I’m pretty happy with the tuning I did over Thursday and Friday. Those of you who were there may have seen me hunkered down over the laptop, between visits to the (glorious) coffee stand. Anyway, things seemed to flow better on the project’s interactivity and timing. We found that having the panel motion sensors generate tones was a little confusing, so we adjusted the octave down and turned them into two short beeps.

Trevor and Gorski were there to spell me Friday and Saturday night, respectively, which gave me a little time off to see the event. Still, I can’t say I had an opportunity to see everything that was going on.

Finally, my sincere thanks to INW for providing support in the form of a grant and an opportunity to show the work at Critical Northwest. The support and kind words at the event were appreciated.

I did grab a (poor quality) video on my phone.  Please let me know if you’ve captured some better footage, and I’d be happy to link it here.

Thursday at Critical Northwest

image

Simon had a great reception at Critical Northwest Thursday night. As soon as I started, a parade of children (literally) swarmed the sculpture. Once they understood that the controller wasn’t a touch surface, they immediately got it.

I did blow through 50 gallons of propane, however. There’s a resupply today and some software tinkering needed.

Thanks, everyone, for the warm debue.

Simon packs

Well, Simon packs down pretty well. Not shown: 200 pounds (50 gallons) of propane.

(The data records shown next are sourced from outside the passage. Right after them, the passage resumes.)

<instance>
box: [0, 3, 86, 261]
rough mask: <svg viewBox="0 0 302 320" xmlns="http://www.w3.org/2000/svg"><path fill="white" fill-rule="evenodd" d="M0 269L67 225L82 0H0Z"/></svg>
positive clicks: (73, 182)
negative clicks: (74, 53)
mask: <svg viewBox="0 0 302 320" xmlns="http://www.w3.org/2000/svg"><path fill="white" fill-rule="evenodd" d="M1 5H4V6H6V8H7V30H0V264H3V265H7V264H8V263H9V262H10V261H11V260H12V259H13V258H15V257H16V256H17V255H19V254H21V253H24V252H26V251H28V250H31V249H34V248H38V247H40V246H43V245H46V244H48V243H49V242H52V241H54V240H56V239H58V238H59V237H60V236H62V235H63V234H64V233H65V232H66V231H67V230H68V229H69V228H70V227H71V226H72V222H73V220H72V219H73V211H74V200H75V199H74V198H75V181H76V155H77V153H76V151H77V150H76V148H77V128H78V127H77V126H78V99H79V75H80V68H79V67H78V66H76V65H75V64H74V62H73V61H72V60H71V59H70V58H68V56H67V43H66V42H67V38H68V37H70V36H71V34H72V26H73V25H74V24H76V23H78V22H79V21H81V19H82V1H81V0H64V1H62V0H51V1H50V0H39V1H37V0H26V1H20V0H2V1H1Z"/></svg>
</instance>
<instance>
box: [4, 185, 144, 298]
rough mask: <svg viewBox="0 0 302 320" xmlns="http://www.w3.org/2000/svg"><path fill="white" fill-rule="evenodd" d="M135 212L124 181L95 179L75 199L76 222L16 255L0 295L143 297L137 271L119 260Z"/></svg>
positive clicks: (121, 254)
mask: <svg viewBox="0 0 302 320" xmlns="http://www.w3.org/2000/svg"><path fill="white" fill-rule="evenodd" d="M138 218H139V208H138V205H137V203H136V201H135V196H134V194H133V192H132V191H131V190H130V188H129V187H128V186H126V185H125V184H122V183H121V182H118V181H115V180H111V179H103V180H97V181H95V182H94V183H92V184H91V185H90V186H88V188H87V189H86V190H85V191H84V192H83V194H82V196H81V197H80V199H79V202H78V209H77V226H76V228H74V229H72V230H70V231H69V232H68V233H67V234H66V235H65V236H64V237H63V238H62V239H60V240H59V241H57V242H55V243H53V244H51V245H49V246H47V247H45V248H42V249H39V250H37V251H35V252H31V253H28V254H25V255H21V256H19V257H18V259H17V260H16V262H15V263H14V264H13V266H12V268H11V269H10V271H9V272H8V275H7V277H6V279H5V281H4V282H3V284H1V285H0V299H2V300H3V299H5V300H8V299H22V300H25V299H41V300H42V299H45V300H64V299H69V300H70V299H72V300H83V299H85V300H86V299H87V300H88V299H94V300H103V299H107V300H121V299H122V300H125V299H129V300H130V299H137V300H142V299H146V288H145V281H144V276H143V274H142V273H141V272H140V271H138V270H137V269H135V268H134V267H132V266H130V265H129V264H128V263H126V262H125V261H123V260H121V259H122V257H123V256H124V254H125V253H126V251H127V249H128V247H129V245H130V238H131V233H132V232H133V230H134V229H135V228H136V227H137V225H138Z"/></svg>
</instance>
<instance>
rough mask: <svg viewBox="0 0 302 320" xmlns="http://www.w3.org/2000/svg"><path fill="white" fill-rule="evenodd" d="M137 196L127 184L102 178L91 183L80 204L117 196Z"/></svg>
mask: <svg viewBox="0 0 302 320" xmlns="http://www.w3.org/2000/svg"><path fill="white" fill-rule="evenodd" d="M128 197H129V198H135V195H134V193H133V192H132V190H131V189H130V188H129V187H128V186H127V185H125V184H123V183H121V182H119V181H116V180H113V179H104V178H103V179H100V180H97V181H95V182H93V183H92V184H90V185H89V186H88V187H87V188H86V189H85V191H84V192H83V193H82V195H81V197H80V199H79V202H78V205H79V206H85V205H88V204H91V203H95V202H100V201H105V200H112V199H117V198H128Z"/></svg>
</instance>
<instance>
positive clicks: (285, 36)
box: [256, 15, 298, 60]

I’m hitting the road Wednesday, shooting for a noon setup at Critical Northwest. See you there!  Being your game face and beer.

image

Fanfare Playing!

I’m not sure if I can make the blog show a video from my phone without rigmarole, but here goes. The video shows a “fanfare” sequence. That is, you can see the sculpture playing an 8-bit video game song (ie. “chiptune”) and sequencing the lights on the panels and the fire release to work with the song. We’ve improved that quite a bit since then, but here’s a first look!

Simon controller

Finally settled on the v1 Controller system that we’re taking to Critical Northwest. It turned out to be quite a bit more straightforward than the initial build. In the photo below, you can see the Simon controller printed circuit board. It’s one-sided, so the traces are facing away from us. In the lower right, there’s an Arduino Mega. Why a Mega? Well, the prices on these have come waaay down ($20), and they feature four hardware serial ports. One of those ports is connected to the Xbee Series 1, which you can partially see in the upper left. That hardware serial turns out to be pretty important. While a serial port can be emulated in software, we’re also hooking an interrupt service routine to analyze the frequency being played on the speaker. If we were to try to do both of these things (software serial emulation and frequency analysis), that’d be hard to pull off. The timing falls apart, and the serial link is disrupted. That would lead to the art sculpture and controller coming of of sync, which we don’t want.

I may still add a lithium polymer battery to replace the 2x D cells. I had this set up in in the intial build, so I can probably move that hardware over. I won’t do so for Critical Northwest, however–“one in the hand is worth two in the bush.”

20130714-224452.jpg

Panels, motion sensing

Great. We have IR motion sensors around the base that throw animations (and fire). I affectionately refer to this as “Hippy-roaster Mode”.

20130713-212223.jpg

Fire it up!

We ran a quick test last night with the light panels running.  Again, we were worried that the bright flame would bleach the color from the panels, but they still look great.  This was run at 10% of the maximum pressure rating.  It was late in the evening, and I didn’t want to wake the neighbors!

Lights!

Lights on thr panels look great. I was a little worried that they’d be too dim, but even with the pilot up reasonably high, they’re quite visible.